Ketua DPC PDI Perjuangan Kukar yang juga menjabat sebagai Wakil Bupati Kutai Kartanegara, Rendi Solihin, menjelaskan bahwa MoU tersebut mengatur penyaluran zakat dari seluruh anggota Fraksi PDI Perjuangan DPRD Kukar, jajaran pengurus DPC, hingga dirinya secara pribadi melalui BAZNAS Kukar.

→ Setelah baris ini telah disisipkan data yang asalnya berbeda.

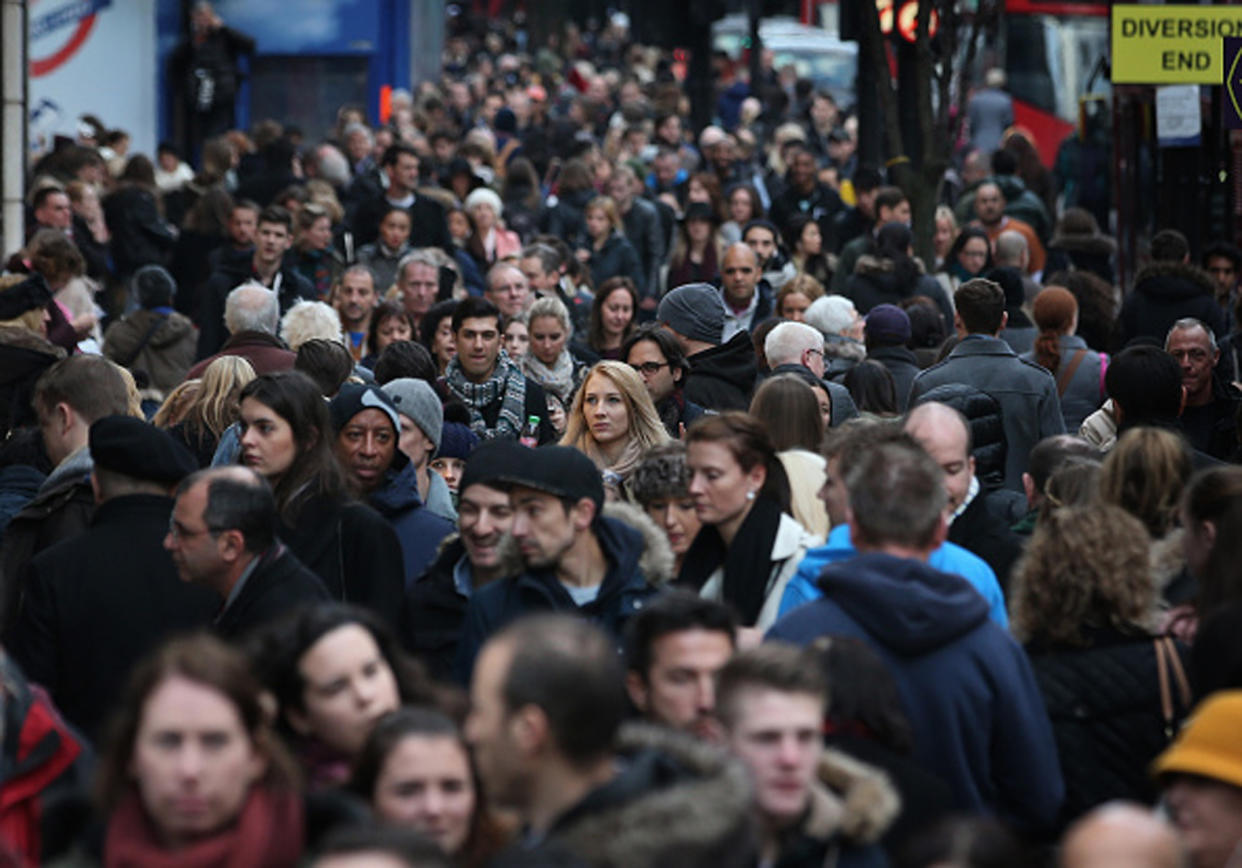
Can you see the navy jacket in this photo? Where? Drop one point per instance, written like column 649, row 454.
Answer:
column 626, row 585
column 419, row 529
column 976, row 713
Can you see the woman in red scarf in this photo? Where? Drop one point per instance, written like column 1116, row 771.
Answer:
column 195, row 776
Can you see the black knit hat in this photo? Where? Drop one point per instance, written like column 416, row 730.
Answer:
column 489, row 462
column 560, row 471
column 134, row 448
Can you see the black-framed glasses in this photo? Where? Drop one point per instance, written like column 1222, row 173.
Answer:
column 176, row 532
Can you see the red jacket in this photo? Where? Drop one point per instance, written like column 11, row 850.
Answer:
column 39, row 753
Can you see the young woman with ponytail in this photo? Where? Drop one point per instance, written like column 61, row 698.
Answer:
column 1078, row 370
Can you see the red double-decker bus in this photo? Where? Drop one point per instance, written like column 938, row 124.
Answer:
column 1052, row 52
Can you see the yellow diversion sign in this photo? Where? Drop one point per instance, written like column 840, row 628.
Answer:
column 1171, row 45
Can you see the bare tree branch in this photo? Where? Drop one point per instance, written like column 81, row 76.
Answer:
column 985, row 9
column 872, row 45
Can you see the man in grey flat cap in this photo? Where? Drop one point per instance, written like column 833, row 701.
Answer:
column 722, row 373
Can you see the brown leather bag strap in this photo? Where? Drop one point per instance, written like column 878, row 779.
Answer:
column 1068, row 374
column 1168, row 660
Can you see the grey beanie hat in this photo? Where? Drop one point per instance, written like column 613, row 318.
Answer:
column 694, row 311
column 419, row 401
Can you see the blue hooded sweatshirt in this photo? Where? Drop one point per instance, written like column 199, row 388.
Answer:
column 949, row 558
column 966, row 687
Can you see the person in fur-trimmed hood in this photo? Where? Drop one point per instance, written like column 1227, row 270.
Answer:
column 814, row 806
column 547, row 707
column 576, row 556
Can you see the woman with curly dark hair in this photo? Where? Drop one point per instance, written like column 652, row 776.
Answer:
column 1097, row 306
column 1145, row 474
column 416, row 771
column 334, row 671
column 1084, row 607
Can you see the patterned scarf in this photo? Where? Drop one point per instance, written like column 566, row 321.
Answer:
column 507, row 386
column 558, row 379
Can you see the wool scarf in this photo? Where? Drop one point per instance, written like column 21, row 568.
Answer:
column 748, row 563
column 557, row 378
column 507, row 385
column 268, row 833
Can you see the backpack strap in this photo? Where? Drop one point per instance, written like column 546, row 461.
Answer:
column 1068, row 373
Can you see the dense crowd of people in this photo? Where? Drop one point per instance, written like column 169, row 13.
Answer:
column 524, row 478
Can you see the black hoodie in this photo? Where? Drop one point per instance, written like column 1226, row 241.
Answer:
column 723, row 376
column 1165, row 292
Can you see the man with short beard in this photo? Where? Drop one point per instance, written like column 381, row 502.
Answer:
column 354, row 299
column 575, row 559
column 481, row 553
column 417, row 283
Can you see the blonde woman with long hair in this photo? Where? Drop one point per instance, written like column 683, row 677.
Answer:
column 214, row 407
column 612, row 420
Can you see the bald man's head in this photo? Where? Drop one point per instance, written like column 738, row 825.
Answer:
column 739, row 273
column 1120, row 835
column 944, row 434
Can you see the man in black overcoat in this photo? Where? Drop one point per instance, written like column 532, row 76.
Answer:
column 99, row 601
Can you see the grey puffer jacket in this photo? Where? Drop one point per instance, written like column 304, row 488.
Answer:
column 1084, row 391
column 1027, row 395
column 167, row 353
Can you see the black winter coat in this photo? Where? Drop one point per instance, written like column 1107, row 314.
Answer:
column 427, row 224
column 616, row 258
column 639, row 564
column 903, row 365
column 353, row 550
column 643, row 230
column 1165, row 292
column 61, row 509
column 874, row 281
column 432, row 614
column 1104, row 705
column 24, row 357
column 139, row 235
column 564, row 217
column 983, row 532
column 986, row 427
column 97, row 604
column 435, row 611
column 278, row 585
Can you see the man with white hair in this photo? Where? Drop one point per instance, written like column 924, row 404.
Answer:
column 311, row 320
column 508, row 288
column 797, row 348
column 1012, row 251
column 990, row 112
column 842, row 327
column 266, row 266
column 252, row 314
column 795, row 344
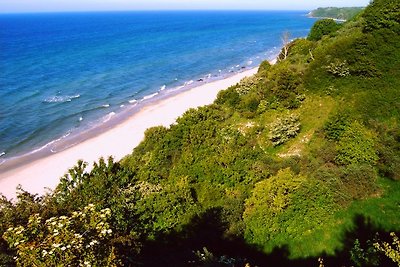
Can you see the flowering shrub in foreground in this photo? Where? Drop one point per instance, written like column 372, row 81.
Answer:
column 82, row 239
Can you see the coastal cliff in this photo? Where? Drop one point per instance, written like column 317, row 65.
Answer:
column 341, row 14
column 294, row 166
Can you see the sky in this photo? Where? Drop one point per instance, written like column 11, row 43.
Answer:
column 7, row 6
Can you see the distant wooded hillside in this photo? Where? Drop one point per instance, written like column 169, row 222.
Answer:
column 343, row 13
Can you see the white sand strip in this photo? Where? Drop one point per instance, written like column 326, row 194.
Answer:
column 117, row 142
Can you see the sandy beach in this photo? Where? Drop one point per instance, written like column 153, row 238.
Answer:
column 117, row 142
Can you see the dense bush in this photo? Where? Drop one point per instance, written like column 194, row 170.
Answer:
column 321, row 28
column 283, row 129
column 81, row 239
column 214, row 180
column 382, row 14
column 356, row 145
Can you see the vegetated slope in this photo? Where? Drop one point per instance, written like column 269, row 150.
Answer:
column 298, row 162
column 341, row 13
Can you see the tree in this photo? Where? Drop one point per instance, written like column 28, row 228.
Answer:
column 321, row 28
column 285, row 38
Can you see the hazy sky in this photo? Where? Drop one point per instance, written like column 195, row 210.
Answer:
column 88, row 5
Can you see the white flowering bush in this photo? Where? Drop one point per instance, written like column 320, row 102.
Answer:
column 283, row 129
column 246, row 84
column 392, row 251
column 82, row 239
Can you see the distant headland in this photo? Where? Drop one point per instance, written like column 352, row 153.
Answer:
column 336, row 13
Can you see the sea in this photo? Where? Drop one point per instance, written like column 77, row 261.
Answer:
column 67, row 76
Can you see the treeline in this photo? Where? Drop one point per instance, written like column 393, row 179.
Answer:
column 340, row 13
column 295, row 166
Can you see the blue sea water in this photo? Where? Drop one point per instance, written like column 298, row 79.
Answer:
column 64, row 73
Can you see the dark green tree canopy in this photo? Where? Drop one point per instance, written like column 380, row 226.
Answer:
column 321, row 28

“Kesepakatan ini menegaskan komitmen kami dalam menyalurkan zakat melalui BAZNAS, baik dari Fraksi PDI Perjuangan DPRD maupun pengurus DPC PDI Perjuangan Kutai Kartanegara,” ungkap Rendi.
Menurutnya, kerja sama tersebut merupakan tindak lanjut atas Perda yang telah disepakati bersama antara Pemerintah Kabupaten Kutai Kartanegara dan DPRD pada 2024. Ia menilai regulasi tersebut perlu diwujudkan dalam tindakan nyata, bukan hanya menjadi payung hukum semata.
“Dengan adanya MoU ini, kami ingin PDI Perjuangan tampil sebagai pelopor dalam penerapan Perda pengelolaan zakat secara konsisten di Kutai Kartanegara,” ujarnya.
Rendi juga menambahkan bahwa seluruh proses pengelolaan dan pendistribusian zakat diserahkan sepenuhnya kepada BAZNAS Kukar sebagai lembaga resmi yang berwenang, termasuk penerapan sistem payroll zakat bagi para anggota dan pengurus.
“Kami sepakat seluruh zakat disalurkan melalui BAZNAS Kukar sesuai aturan yang berlaku, termasuk menggunakan mekanisme payroll zakat,” katanya.
Melalui penandatanganan MoU ini, PDI Perjuangan tercatat sebagai partai politik pertama di Kutai Kartanegara yang secara formal menyalurkan zakat seluruh anggotanya melalui BAZNAS daerah.
Di sisi lain, Ketua BAZNAS Kutai Kartanegara, M. Shafik Avicenna, menyampaikan apresiasi atas inisiatif dan komitmen yang ditunjukkan oleh DPC PDI Perjuangan Kukar. Ia menilai langkah tersebut sebagai bentuk dukungan nyata terhadap penguatan tata kelola zakat di daerah.
“Kami mengapresiasi Ketua DPC PDI Perjuangan yang tidak hanya menginisiasi kerja sama ini, tetapi juga mengajak seluruh anggota fraksi dan dirinya sendiri untuk menyalurkan zakat melalui BAZNAS Kukar,” ujarnya.
Shafik berharap kerja sama ini dapat menjadi contoh bagi partai politik lain serta mendorong ASN dan pihak eksternal, termasuk sektor swasta, untuk menunaikan zakat melalui lembaga resmi.
“Mudah-mudahan komitmen ini memberikan dampak positif dan memperkuat pelaksanaan Perda Nomor 3 Tahun 2024 tentang pengelolaan zakat di Kutai Kartanegara,” tutupnya.